Latest developments in temporary employment (agency or leased workers)

In Germany, the provision of temporary personnel is strictly regulated by the German Law on Labour Leasing Act (AÜG). The principle is straightforward: the agency is the employer and supplies the temporary employees to the hirer. Although the hirer receives the manpower, an employment relationship only exists between the agency and the temporary employee. However, temporary employees have to be treated equally to comparable employees of the hirer in relation to remuneration and any other essential working conditions. Exceptions to this equal treatment principle can only be agreed by means of a collective bargaining agreement. Moreover, the agency must possess a license to supply temporary employees. If the agency does not possess such a license, the law deems there to be an employment relationship between the hirer and the temporary employee. The unauthorised supply of temporary employees is also punishable with an administrative fine.

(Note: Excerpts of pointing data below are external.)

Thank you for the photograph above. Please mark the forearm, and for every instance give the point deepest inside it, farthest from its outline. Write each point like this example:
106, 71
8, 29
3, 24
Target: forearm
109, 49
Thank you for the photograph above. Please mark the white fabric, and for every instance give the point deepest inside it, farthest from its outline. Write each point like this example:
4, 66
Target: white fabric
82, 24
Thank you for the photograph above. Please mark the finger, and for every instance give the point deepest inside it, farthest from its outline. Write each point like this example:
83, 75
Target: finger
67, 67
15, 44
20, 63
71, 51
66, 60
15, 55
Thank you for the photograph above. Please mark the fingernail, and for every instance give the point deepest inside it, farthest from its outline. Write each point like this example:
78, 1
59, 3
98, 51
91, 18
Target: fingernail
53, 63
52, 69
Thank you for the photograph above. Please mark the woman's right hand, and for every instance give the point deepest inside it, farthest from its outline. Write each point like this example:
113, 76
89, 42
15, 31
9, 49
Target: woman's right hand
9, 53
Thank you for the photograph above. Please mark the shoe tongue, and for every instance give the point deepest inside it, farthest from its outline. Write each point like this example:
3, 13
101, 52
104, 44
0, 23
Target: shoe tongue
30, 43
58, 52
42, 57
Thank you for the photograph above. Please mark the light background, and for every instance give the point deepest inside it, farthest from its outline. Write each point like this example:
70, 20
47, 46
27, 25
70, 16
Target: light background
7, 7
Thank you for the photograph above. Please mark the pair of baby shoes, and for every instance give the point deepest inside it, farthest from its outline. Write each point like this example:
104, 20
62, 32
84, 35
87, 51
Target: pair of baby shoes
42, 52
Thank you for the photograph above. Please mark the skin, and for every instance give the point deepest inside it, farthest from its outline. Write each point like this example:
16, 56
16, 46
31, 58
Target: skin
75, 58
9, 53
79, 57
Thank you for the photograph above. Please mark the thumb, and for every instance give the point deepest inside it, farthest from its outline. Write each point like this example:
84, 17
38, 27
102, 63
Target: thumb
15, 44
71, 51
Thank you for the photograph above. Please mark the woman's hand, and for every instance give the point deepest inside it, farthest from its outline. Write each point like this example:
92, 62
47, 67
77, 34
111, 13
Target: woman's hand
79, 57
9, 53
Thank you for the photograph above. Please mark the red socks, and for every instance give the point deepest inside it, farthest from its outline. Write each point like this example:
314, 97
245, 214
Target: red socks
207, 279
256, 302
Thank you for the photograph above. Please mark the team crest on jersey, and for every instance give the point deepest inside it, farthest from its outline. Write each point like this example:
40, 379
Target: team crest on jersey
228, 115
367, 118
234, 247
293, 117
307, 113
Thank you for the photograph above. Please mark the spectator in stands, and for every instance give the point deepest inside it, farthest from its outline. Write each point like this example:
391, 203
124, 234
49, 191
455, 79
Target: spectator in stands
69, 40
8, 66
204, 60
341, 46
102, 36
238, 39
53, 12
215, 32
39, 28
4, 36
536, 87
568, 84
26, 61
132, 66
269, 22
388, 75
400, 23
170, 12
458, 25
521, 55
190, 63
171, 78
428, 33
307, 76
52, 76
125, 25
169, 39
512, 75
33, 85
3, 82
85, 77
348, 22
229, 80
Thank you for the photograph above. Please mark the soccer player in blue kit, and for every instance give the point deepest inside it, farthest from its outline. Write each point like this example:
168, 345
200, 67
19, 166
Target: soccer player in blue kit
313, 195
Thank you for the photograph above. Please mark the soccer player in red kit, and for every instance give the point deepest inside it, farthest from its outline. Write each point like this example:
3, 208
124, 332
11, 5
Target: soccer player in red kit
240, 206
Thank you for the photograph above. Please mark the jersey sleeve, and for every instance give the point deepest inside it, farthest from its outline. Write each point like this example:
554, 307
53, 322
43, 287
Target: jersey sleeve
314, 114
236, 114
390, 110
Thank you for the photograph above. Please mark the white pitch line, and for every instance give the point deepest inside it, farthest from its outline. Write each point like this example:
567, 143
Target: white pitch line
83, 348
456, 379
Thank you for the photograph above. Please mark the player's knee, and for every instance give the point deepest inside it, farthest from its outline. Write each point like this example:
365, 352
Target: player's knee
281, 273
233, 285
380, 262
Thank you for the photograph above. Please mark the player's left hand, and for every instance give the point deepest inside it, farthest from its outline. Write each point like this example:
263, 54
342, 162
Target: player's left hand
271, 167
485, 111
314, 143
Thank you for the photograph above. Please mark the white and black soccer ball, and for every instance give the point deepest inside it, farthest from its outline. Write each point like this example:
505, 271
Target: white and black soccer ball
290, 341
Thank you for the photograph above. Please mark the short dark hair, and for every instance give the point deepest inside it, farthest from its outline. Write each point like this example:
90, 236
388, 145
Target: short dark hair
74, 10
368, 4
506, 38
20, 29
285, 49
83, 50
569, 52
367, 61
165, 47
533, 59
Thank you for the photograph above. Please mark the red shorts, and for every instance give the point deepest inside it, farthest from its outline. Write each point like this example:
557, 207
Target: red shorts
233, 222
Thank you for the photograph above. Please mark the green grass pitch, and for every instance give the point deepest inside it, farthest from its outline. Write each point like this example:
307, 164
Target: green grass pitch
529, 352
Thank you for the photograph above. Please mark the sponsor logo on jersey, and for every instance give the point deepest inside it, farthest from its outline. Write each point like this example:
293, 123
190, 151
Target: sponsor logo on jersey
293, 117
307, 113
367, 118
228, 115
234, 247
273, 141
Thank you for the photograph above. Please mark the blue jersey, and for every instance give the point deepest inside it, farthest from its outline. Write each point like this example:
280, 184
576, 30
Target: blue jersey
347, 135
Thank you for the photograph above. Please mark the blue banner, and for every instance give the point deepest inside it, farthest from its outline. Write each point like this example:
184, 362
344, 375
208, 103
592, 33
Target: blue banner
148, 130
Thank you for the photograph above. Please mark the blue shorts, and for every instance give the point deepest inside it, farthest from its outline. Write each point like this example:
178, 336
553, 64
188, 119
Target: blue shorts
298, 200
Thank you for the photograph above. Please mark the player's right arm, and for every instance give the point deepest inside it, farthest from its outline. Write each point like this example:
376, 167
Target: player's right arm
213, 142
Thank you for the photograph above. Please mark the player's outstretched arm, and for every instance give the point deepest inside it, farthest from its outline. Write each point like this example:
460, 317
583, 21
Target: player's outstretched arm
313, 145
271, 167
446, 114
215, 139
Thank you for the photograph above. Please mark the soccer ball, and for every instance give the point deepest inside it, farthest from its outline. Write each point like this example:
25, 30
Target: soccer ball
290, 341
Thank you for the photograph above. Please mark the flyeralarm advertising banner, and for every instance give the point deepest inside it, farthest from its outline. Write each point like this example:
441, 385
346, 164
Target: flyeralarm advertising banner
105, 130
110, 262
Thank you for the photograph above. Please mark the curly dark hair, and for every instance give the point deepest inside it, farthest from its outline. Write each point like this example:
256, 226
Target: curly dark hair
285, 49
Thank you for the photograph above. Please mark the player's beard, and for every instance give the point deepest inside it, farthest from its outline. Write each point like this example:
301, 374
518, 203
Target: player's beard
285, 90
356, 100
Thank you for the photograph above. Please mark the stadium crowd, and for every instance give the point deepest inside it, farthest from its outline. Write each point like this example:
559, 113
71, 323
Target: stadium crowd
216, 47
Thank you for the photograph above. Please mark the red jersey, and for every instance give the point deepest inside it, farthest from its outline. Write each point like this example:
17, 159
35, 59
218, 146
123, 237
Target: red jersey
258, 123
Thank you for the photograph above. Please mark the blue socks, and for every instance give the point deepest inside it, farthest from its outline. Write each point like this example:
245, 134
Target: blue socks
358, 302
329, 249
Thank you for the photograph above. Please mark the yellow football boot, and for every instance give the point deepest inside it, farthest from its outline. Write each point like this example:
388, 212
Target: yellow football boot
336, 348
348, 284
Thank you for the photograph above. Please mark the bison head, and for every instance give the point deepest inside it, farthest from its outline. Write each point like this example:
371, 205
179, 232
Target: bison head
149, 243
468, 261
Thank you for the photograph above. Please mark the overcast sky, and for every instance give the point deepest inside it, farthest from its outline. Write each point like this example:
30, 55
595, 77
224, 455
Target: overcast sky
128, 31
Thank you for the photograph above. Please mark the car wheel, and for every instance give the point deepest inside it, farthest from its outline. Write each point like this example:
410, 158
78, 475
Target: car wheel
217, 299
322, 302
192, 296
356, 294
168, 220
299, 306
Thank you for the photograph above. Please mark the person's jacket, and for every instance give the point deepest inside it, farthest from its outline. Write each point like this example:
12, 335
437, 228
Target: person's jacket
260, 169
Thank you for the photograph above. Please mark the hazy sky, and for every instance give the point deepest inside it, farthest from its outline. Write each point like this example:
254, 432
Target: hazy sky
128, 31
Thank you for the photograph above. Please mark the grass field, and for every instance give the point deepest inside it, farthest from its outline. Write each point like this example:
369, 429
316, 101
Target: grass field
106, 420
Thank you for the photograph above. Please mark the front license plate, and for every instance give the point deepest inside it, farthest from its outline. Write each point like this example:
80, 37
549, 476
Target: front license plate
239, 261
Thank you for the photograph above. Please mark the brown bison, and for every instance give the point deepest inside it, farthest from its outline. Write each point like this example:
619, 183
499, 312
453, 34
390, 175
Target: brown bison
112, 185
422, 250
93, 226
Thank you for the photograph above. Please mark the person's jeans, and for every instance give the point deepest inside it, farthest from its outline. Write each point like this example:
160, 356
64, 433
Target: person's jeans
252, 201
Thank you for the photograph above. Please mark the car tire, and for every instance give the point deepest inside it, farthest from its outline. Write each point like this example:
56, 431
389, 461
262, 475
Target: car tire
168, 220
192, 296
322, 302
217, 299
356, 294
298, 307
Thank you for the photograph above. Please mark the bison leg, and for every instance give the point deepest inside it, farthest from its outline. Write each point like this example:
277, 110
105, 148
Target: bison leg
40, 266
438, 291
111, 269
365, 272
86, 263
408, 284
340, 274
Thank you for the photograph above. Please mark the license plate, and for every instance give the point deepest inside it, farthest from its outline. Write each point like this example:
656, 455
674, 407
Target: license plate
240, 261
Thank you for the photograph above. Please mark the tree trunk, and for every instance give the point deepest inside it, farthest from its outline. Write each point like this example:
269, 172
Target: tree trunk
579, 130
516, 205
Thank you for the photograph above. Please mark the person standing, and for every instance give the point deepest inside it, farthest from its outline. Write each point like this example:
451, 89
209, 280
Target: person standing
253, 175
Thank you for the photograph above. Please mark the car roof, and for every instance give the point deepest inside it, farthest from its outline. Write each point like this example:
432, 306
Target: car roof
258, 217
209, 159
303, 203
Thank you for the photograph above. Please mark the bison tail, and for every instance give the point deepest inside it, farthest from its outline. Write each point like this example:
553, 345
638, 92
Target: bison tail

Because of this strict legal framework governing temporary employees, “work contracts” or “Werkverträge” have been used (and abused) by employers to get around the legal restrictions under the Law on Labour Leasing Act. In this context, fictitious work contracts have been agreed whereby employers enters into a contract with the contractor for the completion of specific work. However, in fact these “contractors” provide services and, therefore, would have to be seen as employees.

Against this background, the German trade unions have urged legislation to curb the abuse of fictitious work contracts. In response, Germany’s Federal Minister of Labour introduced draft legislation to reform temporary employment, as well as contracts for work and labour. Although amendments to this draft are likely and a final version will not come into force before 1st January 2017, the key changes are summarised below:

  • A maximum hiring (loan) period: The hirer of temporary employees will be required to terminate the deployment of the temporary employee after 18 months. Exemptions are only possible through an applicable collective bargaining agreement. This means that companies not bound by collective bargaining agreements do not have the option of greater flexibility.
  • Equal treatment after nine months: according to the draft legislation, temporary employees would be treated equally to comparable employees of the hirer in relation to essential working conditions including remuneration after nine months. Exceptions to this equal treatment principle would only be possible through a collective bargaining agreement within the first nine months.
  • Reducing the abuse of contracts for work and services: The draft legislation seeks to tackle the improper usage of work contracts. Up to now, it has been possible to have a “precautionary” license to supply temporary employees, making it possible to use the cloak of a work contract even if, in fact, the supply of a temporary employee occurs. According to the draft legislation, temporary employment is permissible only if the deployment is formulated as such and the deployed employees are named.
  • Definition of legal terms: the draft legislation sets out key criteria identifying temporary employment (to distinguish it from a works contract), for example, being unable to decide on working time; using third party resources when providing services; working exclusively for a party; not guaranteeing the result of his/her work, etc.

Even if the draft legislation will not come into force before 1st January 2017 employers are advised to plan for the expected amendments. Employers are well advised to review which positions temporary employees are required in future. Moreover, existing agreements and business relationships with outside personnel should be reviewed with the planned amendments in mind.